The Bitcoin Bust

bitcoin_bust

There were talks of $200,000. Investors said that currency as we know it today would cease to exist and we would be using digital money. Bitcoin was supposed to be the digital currency to rule them all. The defacto measure of wealth in the whole world. Alas, none of those predictions are coming to fruition.

A couple of years ago, the rise of Bitcoin was all the rage. It was an easy way to get rich and if you weren’t on the boat then you weren’t investing properly. At least that was the notion of all the so called Bitcoin “experts”.

What many people were doing wasn’t investing. It’s called gambling. And the results can be devastating. Yes, there are some people that lucked out and got out at the top, but for the majority of the people who piled on when the price went asymptotic, they’ve been taken to the cleaners. No doubt over the next few years we’ll hear stories and 60 Minute episodes of retirees and Millennials that bet big on Bitcoin only to see their fortune evaporate. This is what happens when people gamble on something with no fundamentals.

Lacking Logic

All the rhetoric of Bitcoin being the next global currency was just talk. It was a great way to argue that Bitcoin had a place in the world’s economy and that it was actually a legitimate investment. Unfortunately, those that preached this idea were just great marketers. Good advertisers who lured unbeknownst individuals into investing.

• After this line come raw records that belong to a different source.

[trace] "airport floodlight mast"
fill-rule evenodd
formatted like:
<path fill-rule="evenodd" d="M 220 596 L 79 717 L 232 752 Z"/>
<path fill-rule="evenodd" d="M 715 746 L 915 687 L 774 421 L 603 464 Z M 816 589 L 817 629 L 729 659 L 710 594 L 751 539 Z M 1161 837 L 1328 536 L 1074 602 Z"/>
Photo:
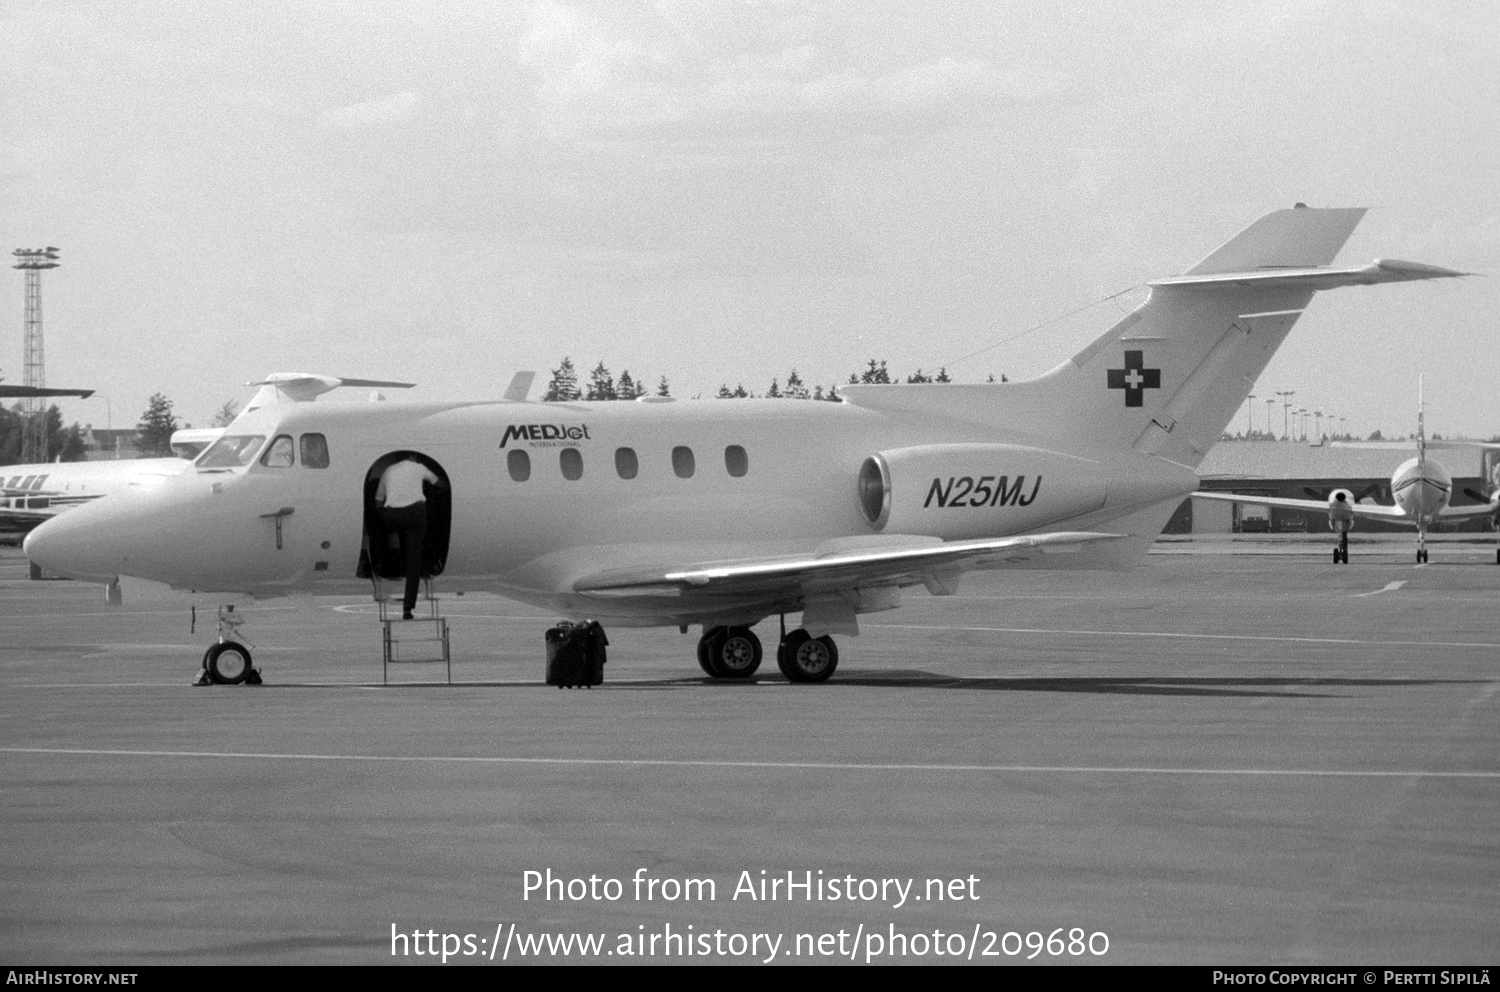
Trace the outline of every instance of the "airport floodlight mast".
<path fill-rule="evenodd" d="M 26 332 L 23 368 L 27 386 L 47 385 L 46 362 L 42 355 L 42 270 L 55 269 L 58 249 L 17 248 L 13 268 L 26 273 Z M 25 400 L 26 424 L 21 435 L 21 461 L 34 464 L 47 460 L 47 401 L 40 396 Z"/>
<path fill-rule="evenodd" d="M 1271 433 L 1271 411 L 1276 408 L 1276 397 L 1266 397 L 1266 437 L 1276 440 L 1276 435 Z"/>
<path fill-rule="evenodd" d="M 1296 396 L 1297 391 L 1278 389 L 1276 395 L 1281 397 L 1281 439 L 1290 441 L 1292 439 L 1292 401 L 1288 397 Z"/>
<path fill-rule="evenodd" d="M 1245 397 L 1245 440 L 1255 433 L 1255 394 Z"/>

There was never anything fundamental about Bitcoin that made it an investment. If we follow Robert Kiyosaki’s, writer of Rich Dad Poor Dad, definition of an investment, it would have been defined as an asset that generates positive cash flow by owning it. If we look at Bitcoin it never did that. Owning a Bitcoin never generated monthly cash flow. It never paid interest, nor did it ever give a dividend for holding.

On top of that, Bitcoin never generated revenue or profit. There was no way to measure the value of a Bitcoin through any form of analysis. Was the value growing for a specific reason? No. It was totally based on supply and demand and scarcity. But why was it scarce? Because of a hard math problem? If that was the case why aren’t 12th grade calculus teachers worth a billion dollars?

Bitcoin was never going to replace global currency because of its volatility. It didn’t make sense for any retail store to accept Bitcoin when the valuation of it was so volatile. What store would accept Bitcoin just to see it drop 10% the next day? That’s like selling for a discount when you didn’t want to put your product on sale. And what shopper would want to pay with Bitcoin when it kept rising 10% a week? Instead of paying $1000 for an iPhone, the consumer would end up paying $1100 after one week. It made no sense.

Classic Greaterfool Theory

Many people don’t even know about the Greaterfool Theory of investing, but we preach it to each other almost all the time. “Oh, this is a great investment, you need to jump on it”. “This is worth more, everyone is buying it.” This greed and lust mixed up into one bad investment.

Essentially, the greater fool theory follows the premise that a buyer or investor will purchase an asset without regard to its quality (revenue and profit need not apply) in the belief that another individual (or “greater fool”) will come along and quickly buy it for a higher price because of the same belief.  This type of behaviour is what forms the classic “investment bubble”.

greaterfool_theory

The classic bubble or greater fool theory graph, pretty much mirrors the Bitcoin price chart above. Bitcoin was a classic bubble. Many people pumping it and getting rich, and then at the very end when enthusiasm wanes things capitulate. The last one holding the bag is always the loser. Always is, always will be.

Delusional

As a means of achieving financial independence Bitcoin failed miserably. Who do you know that is living off Bitcoin right now and paying their rent with that investment? Probably no one. The fact is speculative investments with very little fundamentals rarely make turn out to be a good idea. They are a gamble like the casino.

The lucky few who made a lot of money achieved what some people achieve at the roulette table. They joined the table when their number got hit a couple of times. That’s a 32 to 1 payout for their bet. People who saw the winner celebrating started to join the table because they though it was hot. But in the end the house always wins. Those that joined late lost everything. The one that got in early and won two rolls escaped by making a lot of money, but now that one trick pony is gone. Where’s the next hot table?

This is how people invest, or I should say gamble. They look for quick wins and chase big gains rather than trying to build a sustainable investment portfolio. Instead of gambling with stocks like a casino, the average Joe should use time to their advantage and build a balanced passive investment portfolio that becomes a winner over the long run. This never seems to happen though because history always tends to repeat itself over and over. Fools just like to keep losing their money over and over again. Oh well…

If you lost big on Bitcoin, let this be a lesson. Don’t go chasing things you don’t understand or believe media hype that has very little substance. Let the fools jump in with their money while you grow your money slowly. It’s OK if a few people score big. Don’t be jealous. Remember that slow and steady is what wins the race. Just be glad that you aren’t taken for an emotional ride when the bubble starts to burst.